There are, in fact, myriad examples of people with extraordinary abilities that developed due to roadblocks of one form or another.  The NPR Invisibilia podcast has a great episode on How to Become Batman.  The ability to learn and radically adapt is in and of itself the brain's most amazing attribute.  We can harness this power in our golf games.

Dr. Sacks ends his essay with this:

Just as physical activity is essential to maintaining a healthy body, challenging one’s brain, keeping it active, engaged, flexible and playful, is not only fun. It is essential to cognitive fitness.

 

I would say that this growth mindset applies in spades to the golfer who wants to improve.  One practical way to take his message and apply it directly to the practice of golf follows.

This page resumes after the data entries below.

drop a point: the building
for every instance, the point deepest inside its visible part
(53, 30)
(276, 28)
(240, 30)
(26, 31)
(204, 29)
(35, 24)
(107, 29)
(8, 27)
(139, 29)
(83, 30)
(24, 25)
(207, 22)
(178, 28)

Sensory deprivation practice.

Remove what seems to be a necessary network from your mundane practice ritual.  The hardest one of course (and most likely to observe a profound effect) is vision. 

Close your eyes during short game practice.  

When you are chipping simply close your eyes right before making your swing.  The world you experience will change having been deprived normally ubiquitous visual input.  Instead the feel in your hands, the tension in your body, and the point of impact between clubface and ball (to name just 3 sensory inputs) will all be accentuated.  The goal is not necessarily to become just as proficient as with your eyes open immediately.   You will hit the hosel, you will whiff completely and you will blade balls.  Do not worry!  The idea is to allow you to experience the world through systems that are at work even when you are sighted.  Your reliance on them increases as you attempt the complex task of chipping a ball.  You start to train these systems more intensely to help you accomplish your goal when you lean on them in this way. 

But more importantly you set your brain into a mode that is active, engaged, flexible and playful.  As Dr. Sacks would relate, THIS is the way to change your brain.